By Shayna Jacobs
DNAinfo Reporter/Producer
MANHATTAN SUPREME COURT — Jurors on Thursday heard the 911 call made by a man accused of murdering his girlfriend in her Chelsea apartment.
"My wife is stabbed! She's dying!" yelled Robert Camarano, a career criminal on trial for allegedly strangling and stabbing Michele Hyams, 60. Prosecutors said the call was part of an apparent cover-up of the killing.
"Who stabbed your wife?" an EMS operator on the phone asked him.
"I don't know," he replied. "I just came home. She's dead. She's laying on the bed."
Camarano, 62, who is representing himself in court, said after he walked in and found Hyams, he moved her body from the bed to the bathroom floor to perform CPR.

He had a different story during his opening statement earlier this week. He said then that his girlfriend, who he called his wife, overdosed on pills despite the bloody murder scene police found at her apartment.
Prosecutors say Camarano was with Hyams that June 2008 night and was the only one who could have killed her.
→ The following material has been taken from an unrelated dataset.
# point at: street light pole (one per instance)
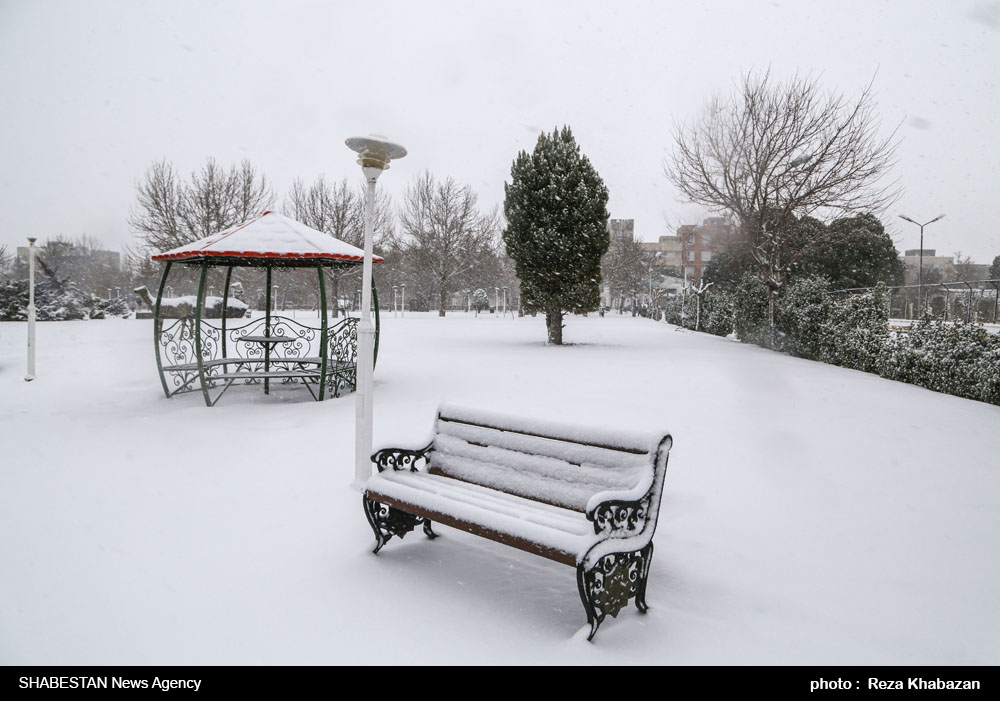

Video obtained from security cameras at the Eighth Avenue apartment building, and in its elevator, showed Camarano never left the apartment at the time of the murder, and prosecutors said there had been no sign of forced entry.
"I don't want her to die, man!" I can't live without her, man!" he shouted at the dispatcher in the 911 call.
He pleaded for them to come quickly, and was incoherent at times.
Testimony will continue Friday in Manhattan Supreme Court.